O Maranhão é rico da presença de vultos literários que, cobertos pelo manto do tempo, caíram no esquecimento, que para mim é uma espécie de “segunda morte”; mas que, graças às academias de letras, foram restaurados e hoje são estudados, declamados, e a atual geração pode, enfim, conhecê-los. Foram imortalizados! Um exemplo clássico é Maria Firmina dos Reis. Maranhense da cidade de Guimarães, é considerada a primeira romancista negra do Brasil.
Aqui perto, na cidade de João Lisboa, Firmina dos Reis dá nome a uma das cadeiras do conjunto de patronos da academia de letras, de lá. Cadeira ocupada pela socióloga, professora, escritora, pesquisadora Maria Natividade da Silva Rodrigues, hoje uma das maiores pesquisadoras da obra da maranhense, no Brasil.
Quando uma academia de letras é fundada, cada uma das cadeiras recebe o nome de um patrono, que é escolhido, na maioria das vezes, pelo acadêmico ou acadêmica, antes da fundação. O critério é a afeição pela vida e obra daquela personalidade que, de alguma forma, tenha marcado o mundo das letras e cultura brasileiras. A Academia Imperatrizense de Letras (AIL), atualmente presidida pelo poeta Raimundo Trajano Neto, segue esse padrão. São 40 cadeiras, cada uma coroada com o nome de algum expoente da nossa literatura. Assim, não há como o ocupante do assento não mergulhar nas nuances da vida e obra daquele homenageado literato, que passaria eternamente para a “segunda morte”, se não fosse por aquela iniciativa.

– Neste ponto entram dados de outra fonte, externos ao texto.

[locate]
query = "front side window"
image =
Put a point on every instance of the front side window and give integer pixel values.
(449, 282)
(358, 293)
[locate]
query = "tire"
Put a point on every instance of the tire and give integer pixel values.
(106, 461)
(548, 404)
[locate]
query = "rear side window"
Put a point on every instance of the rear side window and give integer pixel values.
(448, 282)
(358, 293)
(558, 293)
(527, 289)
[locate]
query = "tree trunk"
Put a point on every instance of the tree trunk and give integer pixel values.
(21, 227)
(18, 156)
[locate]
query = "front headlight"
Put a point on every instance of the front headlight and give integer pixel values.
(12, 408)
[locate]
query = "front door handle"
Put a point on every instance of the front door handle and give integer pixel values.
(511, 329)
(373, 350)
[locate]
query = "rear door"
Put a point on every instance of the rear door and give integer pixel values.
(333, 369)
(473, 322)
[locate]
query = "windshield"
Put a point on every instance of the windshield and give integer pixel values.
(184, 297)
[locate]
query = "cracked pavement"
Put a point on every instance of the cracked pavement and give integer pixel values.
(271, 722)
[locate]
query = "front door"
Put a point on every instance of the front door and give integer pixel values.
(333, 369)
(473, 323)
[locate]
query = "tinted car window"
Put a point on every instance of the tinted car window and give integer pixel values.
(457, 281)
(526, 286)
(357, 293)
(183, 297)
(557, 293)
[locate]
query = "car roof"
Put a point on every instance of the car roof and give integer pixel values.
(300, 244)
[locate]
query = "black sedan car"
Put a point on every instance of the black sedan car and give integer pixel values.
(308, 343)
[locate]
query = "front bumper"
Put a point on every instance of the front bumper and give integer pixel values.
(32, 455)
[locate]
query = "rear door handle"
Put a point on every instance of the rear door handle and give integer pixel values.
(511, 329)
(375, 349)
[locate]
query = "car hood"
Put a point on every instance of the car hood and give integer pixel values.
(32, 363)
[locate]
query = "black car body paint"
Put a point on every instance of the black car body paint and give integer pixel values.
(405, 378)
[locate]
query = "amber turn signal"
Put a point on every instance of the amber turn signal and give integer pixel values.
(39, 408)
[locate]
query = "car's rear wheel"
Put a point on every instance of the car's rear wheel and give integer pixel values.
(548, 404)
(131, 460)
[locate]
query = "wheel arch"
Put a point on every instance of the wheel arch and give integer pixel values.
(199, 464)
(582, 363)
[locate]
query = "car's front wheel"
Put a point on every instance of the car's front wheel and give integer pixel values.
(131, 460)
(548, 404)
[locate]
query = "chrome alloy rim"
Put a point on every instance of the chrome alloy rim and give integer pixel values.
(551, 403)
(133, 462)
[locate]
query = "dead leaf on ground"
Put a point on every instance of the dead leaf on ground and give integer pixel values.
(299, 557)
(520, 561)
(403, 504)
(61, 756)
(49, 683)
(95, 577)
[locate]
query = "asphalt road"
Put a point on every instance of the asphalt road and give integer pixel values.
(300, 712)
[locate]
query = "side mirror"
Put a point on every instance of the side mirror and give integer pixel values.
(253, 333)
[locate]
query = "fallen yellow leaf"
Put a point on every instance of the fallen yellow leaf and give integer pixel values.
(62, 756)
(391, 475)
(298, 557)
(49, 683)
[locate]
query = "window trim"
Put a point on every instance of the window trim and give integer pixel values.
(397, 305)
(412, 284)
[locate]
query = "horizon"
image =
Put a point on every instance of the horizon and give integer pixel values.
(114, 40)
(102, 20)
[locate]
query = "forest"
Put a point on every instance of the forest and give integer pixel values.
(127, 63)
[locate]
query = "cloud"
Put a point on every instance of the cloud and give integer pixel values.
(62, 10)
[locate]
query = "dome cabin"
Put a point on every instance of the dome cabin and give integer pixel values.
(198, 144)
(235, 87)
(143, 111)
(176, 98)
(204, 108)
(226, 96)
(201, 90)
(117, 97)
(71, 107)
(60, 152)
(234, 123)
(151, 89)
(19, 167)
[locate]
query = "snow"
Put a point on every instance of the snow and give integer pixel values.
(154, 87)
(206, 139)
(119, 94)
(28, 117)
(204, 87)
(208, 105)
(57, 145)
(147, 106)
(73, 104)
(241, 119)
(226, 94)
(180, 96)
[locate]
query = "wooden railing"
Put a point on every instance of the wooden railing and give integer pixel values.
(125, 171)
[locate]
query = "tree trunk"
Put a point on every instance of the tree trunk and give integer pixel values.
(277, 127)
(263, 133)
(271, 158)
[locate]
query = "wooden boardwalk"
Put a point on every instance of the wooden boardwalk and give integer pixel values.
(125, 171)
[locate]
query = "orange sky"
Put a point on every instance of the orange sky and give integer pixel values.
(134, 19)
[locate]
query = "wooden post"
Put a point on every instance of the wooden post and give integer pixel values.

Às vezes ocorre de um acadêmico despertar para a obra do patrono de uma outra cadeira. Isso aí aconteceu com o poeta Ribamar Silva. Ele ocupa a Cadeira 20, fundada pelo saudoso jornalista e historiador Adalberto Franklim e que tem como patrono o escritor maranhense, nascido em São Luís, João Dunshee de Abranches Moura. O são-luisense foi membro destacado da Academia Maranhense de Letras, e segundo o jornalista, escritor, pesquisador e acadêmico, Edmilson Sanches, um dos maiores intelectuais já nascidos no Maranhão. Com tudo isso, a queda literária de Ribamar Silva é pelo escritor Manoel de Souza Lima. Há anos ele pesquisa e escreve sobre a vida dele, patrono da Cadeira 01 da AIL, ocupada hoje pelo jornalista e advogado Juscelino Pereira.
Além de resgatar toda a bibliografia do autor, Ribamar Silva conseguiu acabar com uma dúvida acadêmica sobre o local de nascimento de Souza Lima, corrido em Imperatriz no final do século XIX. Sendo, portanto, ele, o primeiro filho da cidade a se tornar escritor. As pesquisas apontaram até para a descoberta de um neto famoso do escritor imperatrizense, o festejado ator de TV e teatro, e também diretor de núcleo da Rede Globo, Wolf Maia.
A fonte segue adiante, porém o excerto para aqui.